Con l’album Cheap Thrills assistiamo all’ipotesi della sua carriera. Qui, infatti, sono contenuti alcuni dei suoi brani più famosi come Summertime, I need a man to love e Piece of my heart.
Sulla scia di questo enorme successo, Joplin diventa presto il simbolo del rock al femminile.
Buried alive in the blues
La sua grande personalità aveva un lato oscuro: depressione, ansia, sbalzi d’umore. Fumava, beveva gente sotto il tavolo e si dedicava lentamente ma con entusiasmo alla droga.
Per questi motivi e anche perché alcuni membri non erano considerati alla sua altezza, l’equilibrio della band si rompe. Janis forma una nuova band, la Kozmic blues band e, il suo primo album da solista la consacra a ‘regina bianca del blues’.

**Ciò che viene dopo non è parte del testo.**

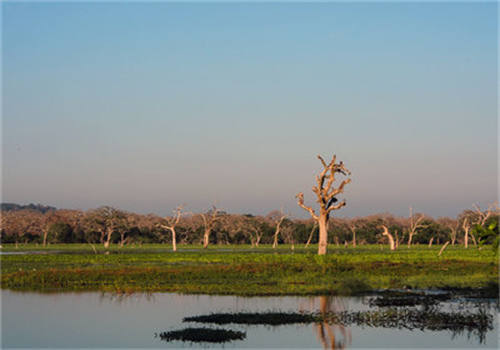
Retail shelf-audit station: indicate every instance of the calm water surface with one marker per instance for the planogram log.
(95, 320)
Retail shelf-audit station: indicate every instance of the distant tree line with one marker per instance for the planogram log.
(107, 225)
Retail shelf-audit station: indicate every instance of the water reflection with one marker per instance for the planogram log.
(124, 320)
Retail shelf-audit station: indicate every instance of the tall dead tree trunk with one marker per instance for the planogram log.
(109, 232)
(311, 234)
(209, 220)
(171, 223)
(278, 222)
(353, 230)
(389, 236)
(466, 227)
(325, 193)
(415, 224)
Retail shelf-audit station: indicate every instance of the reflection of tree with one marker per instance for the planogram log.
(325, 331)
(121, 298)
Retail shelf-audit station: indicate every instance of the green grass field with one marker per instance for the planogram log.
(242, 270)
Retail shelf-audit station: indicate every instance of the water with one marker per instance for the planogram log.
(96, 320)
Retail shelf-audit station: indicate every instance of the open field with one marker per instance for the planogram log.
(242, 270)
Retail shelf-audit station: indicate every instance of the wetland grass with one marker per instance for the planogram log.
(246, 271)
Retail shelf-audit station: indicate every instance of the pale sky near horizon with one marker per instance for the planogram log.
(145, 106)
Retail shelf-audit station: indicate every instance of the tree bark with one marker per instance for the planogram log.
(389, 236)
(45, 234)
(443, 248)
(174, 240)
(311, 234)
(206, 238)
(353, 237)
(109, 232)
(323, 234)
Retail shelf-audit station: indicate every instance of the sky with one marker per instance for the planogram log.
(145, 106)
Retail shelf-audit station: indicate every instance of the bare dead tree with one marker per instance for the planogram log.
(466, 228)
(354, 224)
(453, 225)
(415, 224)
(315, 225)
(483, 216)
(277, 217)
(171, 222)
(389, 237)
(325, 193)
(210, 219)
(105, 220)
(443, 248)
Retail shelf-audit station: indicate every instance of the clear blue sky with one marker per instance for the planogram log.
(145, 106)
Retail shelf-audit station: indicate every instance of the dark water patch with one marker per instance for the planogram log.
(202, 335)
(249, 318)
(474, 323)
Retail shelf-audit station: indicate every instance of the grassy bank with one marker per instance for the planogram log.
(242, 270)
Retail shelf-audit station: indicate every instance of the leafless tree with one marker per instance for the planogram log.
(414, 224)
(389, 237)
(20, 222)
(105, 220)
(313, 229)
(277, 218)
(210, 219)
(170, 224)
(453, 225)
(482, 217)
(325, 193)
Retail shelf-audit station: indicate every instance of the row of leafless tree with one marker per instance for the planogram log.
(108, 225)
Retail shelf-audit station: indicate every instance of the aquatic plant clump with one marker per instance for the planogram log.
(409, 300)
(478, 323)
(202, 335)
(268, 318)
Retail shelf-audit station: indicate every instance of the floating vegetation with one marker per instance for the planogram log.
(478, 323)
(268, 318)
(202, 335)
(407, 300)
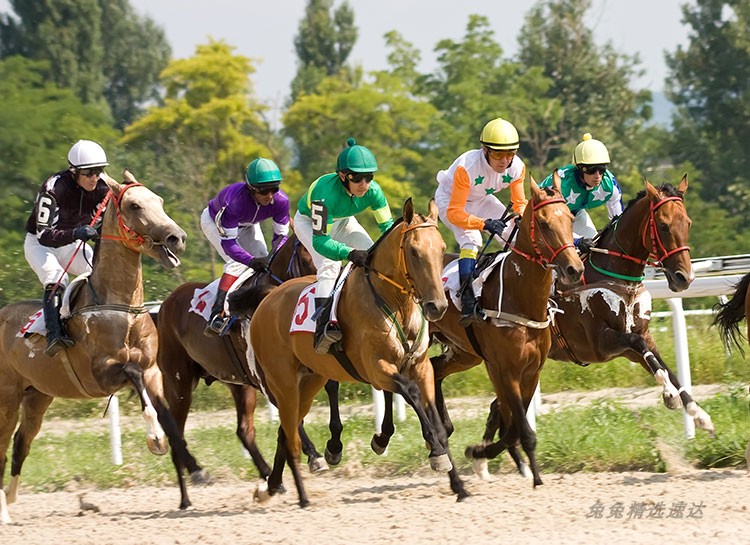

Se è difficile definire il blues solo un genere musicale, è più facile comprendere l’anima del blues proprio attraverso Janis Joplin.
La sua capacità, da vera artista, di trasformare la sofferenza in meraviglia, andava al di là degli eccessi in cui si perdeva.
Ogni sua esibizione sembrava l’ultima: struggente, potente, la sua grintosa fragilità che sul palco perdeva ogni imbarazzo e il suo pubblico al quale si offriva completamente rendevano le sue esibizioni immortali.
“Sul palco faccio l’amore con 25 mila persone. Poi torno a casa e sono sola”
J.Joplin
Deve il soprannome che in molti le attribuirono al suo terzo album: Pearl. Alla perla del blues però l’incredibile successo e l’adorazione del pubblico non basteranno mai. Janis cade di nuovo nella spirale dell’eroina. Il suo disagio esistenziale, il suo desiderio di essere profondamente amata la accompagneranno sempre e le impediranno forse di vedere la stella che era diventata.
Sei overdose, l’aborto, i folgoranti e fugaci incontri con Leonard Cohen e Jim Morrison, il dolore per non essere mai stata capita del tutto.
Janis Joplin morirà nel 1970 nella stanza di un albergo di Los Angeles, dove si trovava per registrare un nuovo album, stroncata da un’overdose di eroina.
Rimarrà forse la migliore interprete bianca di tutti i tempi, sepolta viva nel blues (Buried alive in the blues) come canta nel suo ultimo brano.